Sur le nombre total d’Africains en Europe, seuls 6% sont des demandeurs d’asile dont les demandes n’ont pas été traitées. Les 94% restants résident légalement dans les pays de l’UE. Ceci malgré une augmentation du nombre de demandes d’asile émanant de ressortissants africains arrivant dans l’UE au cours des cinq dernières années. Une telle augmentation s’explique par le nombre croissant d’Africains arrivant sur les côtes méditerranéennes du nord et qui demandent souvent l’asile comme premier recours autorisé à entrer dans l’UE. En outre, les Africains ne sont pas les principaux demandeurs d’asile dans les pays de l’UE. En 2017, les trois principales nationalités étaient la Syrie, l’Irak et l’Afghanistan respectivement. Les ressortissants africains – du Nigéria, d’Erythrée et de Guinée – représentaient 29% des candidats parmi les 10 nationalités d’origine les plus importantes en matière de demande d’asile. La migration est un flux bidirectionnel.
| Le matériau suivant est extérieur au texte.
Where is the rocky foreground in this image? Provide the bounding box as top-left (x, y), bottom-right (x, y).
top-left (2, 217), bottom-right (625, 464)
Alors que la migration de l’Afrique vers l’UE a augmenté de 7% entre 2010 et 2015, une croissance de 19% a été enregistrée dans le sens inverse au cours de la même période. Il est nécessaire de s’attaquer à la migration de manière plus rationnelle. S’il est important de lutter contre la migration illégale – notamment en raison de son coût humain -, il conviendrait de développer davantage un cadre cohérent et juridiquement contraignant qui reflète les voies de migration légales et la mobilité.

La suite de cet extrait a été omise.